It wasn’t just a good third quarter for Apple, but was, in fact, its best-ever as the tech giant blasted past analyst forecasts for revenue, earnings, iPhone sales, services that saw Apple nearly double its profits.
“We continue to be heartened by a customer’s response to the iPhone 12 lineup. We’re only in the early innings of 5G, but already its incredible performance and speed have made a significant impact on how people can get the most out of our technology,” CEO Tim Cook said of the remarkable success of the iPhone 12. The success that, of course, was not quantified directly. What Apple did report was that iPhone sales, on the whole, were up 50 percent year-on-year, compared to the 36 percent sales growth reported overall for the quarter. All in, iPhone sales brought in $39.57 billion — over $5 billion more than $34.01 billion estimated by analysts.
And beating the analysts became something of a theme for Apple’s Q3 earnings report. Revenue came in at $81.41 billion ahead of the $73.30 billion estimated and up 36 percent year-over-year; earnings per share came in at $1.30 vs. the $1.05 forecast. The trend continues down the line, other products, services including mac computers and iPad revenue ahead of pre-release forecasts this time around.
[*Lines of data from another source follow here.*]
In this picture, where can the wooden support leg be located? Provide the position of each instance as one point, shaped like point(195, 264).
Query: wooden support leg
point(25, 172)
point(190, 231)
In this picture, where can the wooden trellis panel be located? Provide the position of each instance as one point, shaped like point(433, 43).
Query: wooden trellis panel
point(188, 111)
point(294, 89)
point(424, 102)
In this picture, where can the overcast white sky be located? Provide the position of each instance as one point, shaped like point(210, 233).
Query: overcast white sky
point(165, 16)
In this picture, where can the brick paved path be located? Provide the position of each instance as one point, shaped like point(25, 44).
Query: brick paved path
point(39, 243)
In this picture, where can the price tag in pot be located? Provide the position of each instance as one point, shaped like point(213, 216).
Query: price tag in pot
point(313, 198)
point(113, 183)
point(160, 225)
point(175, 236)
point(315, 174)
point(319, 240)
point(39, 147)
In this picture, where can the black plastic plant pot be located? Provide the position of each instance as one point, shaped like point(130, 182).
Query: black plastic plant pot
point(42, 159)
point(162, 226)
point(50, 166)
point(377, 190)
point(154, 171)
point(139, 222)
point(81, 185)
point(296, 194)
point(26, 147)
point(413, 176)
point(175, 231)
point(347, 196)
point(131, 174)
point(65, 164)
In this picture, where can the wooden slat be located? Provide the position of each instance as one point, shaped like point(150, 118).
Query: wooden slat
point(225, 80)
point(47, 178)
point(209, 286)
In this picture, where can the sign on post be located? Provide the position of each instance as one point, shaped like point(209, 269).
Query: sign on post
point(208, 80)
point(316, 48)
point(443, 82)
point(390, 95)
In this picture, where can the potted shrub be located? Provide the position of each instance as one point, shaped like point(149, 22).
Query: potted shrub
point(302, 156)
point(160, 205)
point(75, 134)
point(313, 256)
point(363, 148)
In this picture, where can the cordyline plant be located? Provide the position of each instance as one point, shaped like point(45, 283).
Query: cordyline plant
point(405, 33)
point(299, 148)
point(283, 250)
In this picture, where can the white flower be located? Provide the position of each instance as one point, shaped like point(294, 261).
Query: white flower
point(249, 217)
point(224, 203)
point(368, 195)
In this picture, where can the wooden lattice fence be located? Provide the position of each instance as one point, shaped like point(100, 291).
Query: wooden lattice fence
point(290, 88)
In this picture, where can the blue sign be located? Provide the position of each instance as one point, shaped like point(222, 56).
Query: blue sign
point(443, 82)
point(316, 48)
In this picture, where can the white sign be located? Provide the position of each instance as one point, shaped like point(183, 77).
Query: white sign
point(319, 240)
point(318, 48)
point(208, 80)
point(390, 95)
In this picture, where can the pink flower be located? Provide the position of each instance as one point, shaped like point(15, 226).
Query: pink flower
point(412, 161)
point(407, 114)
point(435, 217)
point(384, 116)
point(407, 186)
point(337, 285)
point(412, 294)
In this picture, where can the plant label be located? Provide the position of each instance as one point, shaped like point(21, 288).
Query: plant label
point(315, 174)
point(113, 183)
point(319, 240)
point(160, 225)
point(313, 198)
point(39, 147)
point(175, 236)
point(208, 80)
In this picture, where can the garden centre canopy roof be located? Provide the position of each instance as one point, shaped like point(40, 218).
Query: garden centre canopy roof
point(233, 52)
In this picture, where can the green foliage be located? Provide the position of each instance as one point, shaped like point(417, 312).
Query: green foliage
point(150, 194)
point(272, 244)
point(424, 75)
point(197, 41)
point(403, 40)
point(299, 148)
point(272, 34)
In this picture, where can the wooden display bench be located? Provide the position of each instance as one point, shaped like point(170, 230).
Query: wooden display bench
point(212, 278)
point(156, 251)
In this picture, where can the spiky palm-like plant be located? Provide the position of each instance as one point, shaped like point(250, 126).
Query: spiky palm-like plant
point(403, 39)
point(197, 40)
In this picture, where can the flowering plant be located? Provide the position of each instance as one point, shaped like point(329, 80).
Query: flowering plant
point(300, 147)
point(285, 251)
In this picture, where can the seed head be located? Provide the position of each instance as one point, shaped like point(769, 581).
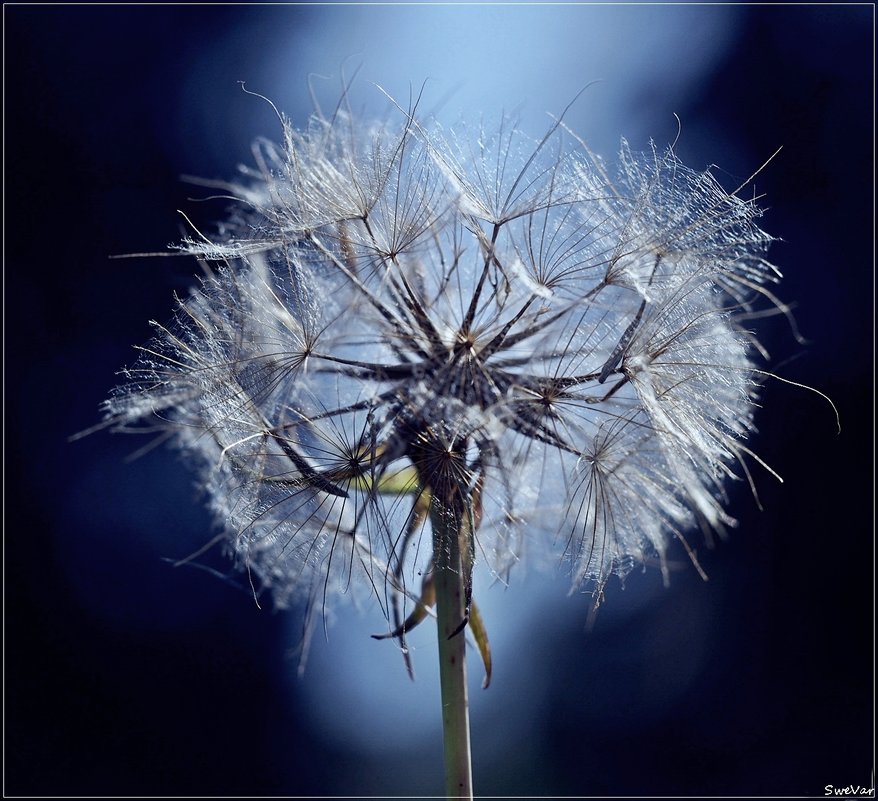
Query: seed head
point(394, 314)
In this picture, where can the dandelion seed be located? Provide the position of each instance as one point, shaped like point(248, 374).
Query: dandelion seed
point(417, 351)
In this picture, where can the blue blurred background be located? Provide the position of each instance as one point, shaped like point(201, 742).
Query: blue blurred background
point(126, 676)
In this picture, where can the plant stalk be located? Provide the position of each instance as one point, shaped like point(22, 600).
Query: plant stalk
point(450, 613)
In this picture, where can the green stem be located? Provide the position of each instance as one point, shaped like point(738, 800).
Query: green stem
point(450, 612)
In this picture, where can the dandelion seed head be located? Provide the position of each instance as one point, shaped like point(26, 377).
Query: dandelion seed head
point(392, 310)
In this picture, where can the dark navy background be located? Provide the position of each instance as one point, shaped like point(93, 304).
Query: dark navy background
point(125, 676)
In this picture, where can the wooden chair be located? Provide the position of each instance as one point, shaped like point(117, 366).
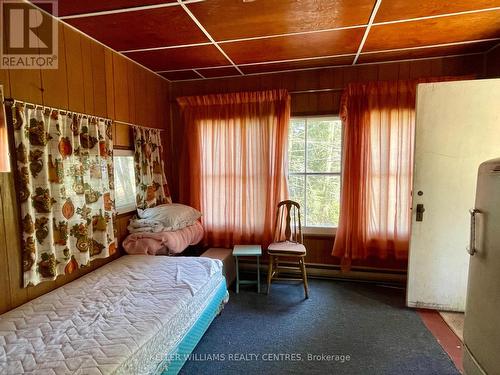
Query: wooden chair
point(287, 243)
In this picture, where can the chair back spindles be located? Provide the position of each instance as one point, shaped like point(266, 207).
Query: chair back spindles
point(288, 225)
point(288, 243)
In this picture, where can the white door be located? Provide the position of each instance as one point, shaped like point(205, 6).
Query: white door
point(457, 128)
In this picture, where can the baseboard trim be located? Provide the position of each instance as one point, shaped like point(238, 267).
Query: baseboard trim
point(325, 271)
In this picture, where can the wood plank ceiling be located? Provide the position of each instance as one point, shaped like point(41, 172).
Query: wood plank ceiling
point(197, 39)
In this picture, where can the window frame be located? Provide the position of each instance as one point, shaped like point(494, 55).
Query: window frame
point(125, 209)
point(315, 230)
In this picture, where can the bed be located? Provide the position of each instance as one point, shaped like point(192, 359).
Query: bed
point(163, 242)
point(136, 315)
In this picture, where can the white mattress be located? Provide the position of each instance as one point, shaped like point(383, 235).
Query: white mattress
point(122, 318)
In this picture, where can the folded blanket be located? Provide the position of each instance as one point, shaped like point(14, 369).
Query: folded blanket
point(157, 243)
point(145, 225)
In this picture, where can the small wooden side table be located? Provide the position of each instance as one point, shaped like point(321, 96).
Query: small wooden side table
point(247, 251)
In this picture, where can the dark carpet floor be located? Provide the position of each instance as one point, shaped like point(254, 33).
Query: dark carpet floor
point(279, 333)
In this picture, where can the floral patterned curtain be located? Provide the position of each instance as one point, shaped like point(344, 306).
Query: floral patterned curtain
point(152, 187)
point(65, 187)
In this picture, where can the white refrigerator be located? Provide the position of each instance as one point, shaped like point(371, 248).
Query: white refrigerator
point(482, 312)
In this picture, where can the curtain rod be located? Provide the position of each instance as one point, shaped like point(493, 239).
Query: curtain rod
point(315, 90)
point(137, 126)
point(11, 101)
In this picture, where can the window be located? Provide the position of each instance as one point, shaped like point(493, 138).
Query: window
point(314, 169)
point(124, 181)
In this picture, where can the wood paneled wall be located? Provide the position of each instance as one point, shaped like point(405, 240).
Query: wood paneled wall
point(320, 103)
point(493, 63)
point(91, 79)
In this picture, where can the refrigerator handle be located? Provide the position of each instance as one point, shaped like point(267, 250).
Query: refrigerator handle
point(472, 239)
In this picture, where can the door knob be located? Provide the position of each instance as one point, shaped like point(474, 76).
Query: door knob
point(420, 212)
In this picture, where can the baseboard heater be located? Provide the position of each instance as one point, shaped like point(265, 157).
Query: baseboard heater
point(332, 271)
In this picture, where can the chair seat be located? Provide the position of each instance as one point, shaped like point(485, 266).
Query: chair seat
point(286, 247)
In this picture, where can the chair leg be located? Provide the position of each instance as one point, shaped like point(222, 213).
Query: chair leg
point(270, 273)
point(304, 275)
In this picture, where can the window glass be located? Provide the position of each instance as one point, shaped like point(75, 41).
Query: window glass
point(124, 183)
point(314, 169)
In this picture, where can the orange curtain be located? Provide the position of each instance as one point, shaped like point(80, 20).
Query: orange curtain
point(4, 141)
point(233, 168)
point(379, 126)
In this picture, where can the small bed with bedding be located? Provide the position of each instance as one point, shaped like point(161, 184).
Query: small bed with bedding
point(135, 315)
point(167, 229)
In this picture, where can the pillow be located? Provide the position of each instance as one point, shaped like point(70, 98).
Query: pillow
point(173, 216)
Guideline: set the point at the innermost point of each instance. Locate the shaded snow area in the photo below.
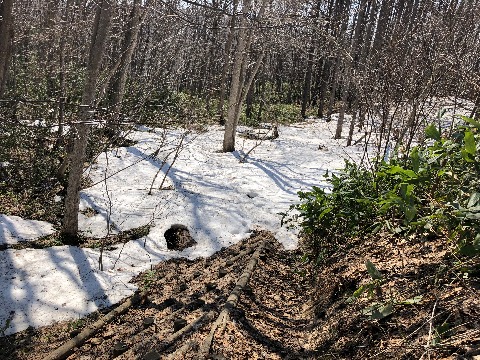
(218, 198)
(14, 229)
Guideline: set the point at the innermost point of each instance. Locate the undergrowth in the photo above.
(431, 192)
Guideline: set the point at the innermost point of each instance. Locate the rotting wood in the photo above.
(232, 301)
(168, 341)
(181, 351)
(238, 256)
(66, 349)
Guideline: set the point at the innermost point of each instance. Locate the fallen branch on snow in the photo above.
(231, 302)
(66, 349)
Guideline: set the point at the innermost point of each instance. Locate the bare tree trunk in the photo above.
(6, 34)
(226, 63)
(77, 158)
(129, 44)
(236, 85)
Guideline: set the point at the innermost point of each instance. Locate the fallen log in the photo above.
(181, 351)
(167, 342)
(231, 302)
(66, 349)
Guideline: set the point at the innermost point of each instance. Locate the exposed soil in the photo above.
(434, 312)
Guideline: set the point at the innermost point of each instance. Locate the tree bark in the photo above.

And while Apple didn’t have much to say on payments in general — not mentioning recent speculation that it may jump into the burgeoning buy now, pay later (BNPL) market — it did highlight the services segment where it lives. Services brought $17.48 billion, driven, according to Apple Chief Financial Officer Luca Maestri, by double-digit growth within all of its services product categories, with its growth in paid subscriptions an area of standout action.
“Pay subscriptions continue to show strong growth. We now have more than 700 million paid subscriptions across the services on our platform, which is up more than 150 million from last year, and nearly four times the number of paid subscriptions we had only four years ago,” Maestri told investors — before noting that services are an ongoing construction project for Apple, and the goal is to widen “the breadth and quality of our current services offerings.”
Maestri also called out the growing prominence of the Apple One bundle as a key driver to overall services growth during the quarter. However, he declined to offer any additional hard figures.
Apple devices also got a fair amount of the spotlight in the earnings presentation, with wearables, home and accessories grew 36 percent year over year to 8.8 billion, mostly driven by stronger than anticipated watch sales. The App Store also had a standout season, with combined billings and sales increased by 24 percent to $643 billion in 2020.
The app economy continues to be an incredible engine of prosperity and opportunity, Cook noted, in his comments to analysts and investors, “fueled by the ceaseless striving for developers to make apps that enrich people’s lives.”
“We are diehard optimists about technology’s potential to help people live happier, healthier and more fulfilled lives. Goals that shine through with powerful new updates coming to iOS, iPad OS, Mac OS and watch OS this fall,” said Cook, pointing to the advance of Apple’s connected health app-offerings designed to make it “easier than ever to securely share your health data with providers and loved ones.”
And though Apple’s results were solid, the Cupertino, California giant found its stock trading down after hours as uncertainty marred Apple’s outlook for its next-quarter performance. While Apple once again declined to offer up formal guidance for its Q4, both Cook and Maestri confirmed expectations of slower sales growth as services growth slows because of foreign exchange and possible supply constraints for iPhones and iPads.
In his call with analysts, Cook called out silicon-connected supply chain constraints that could drag on Apple as it enters this quarter.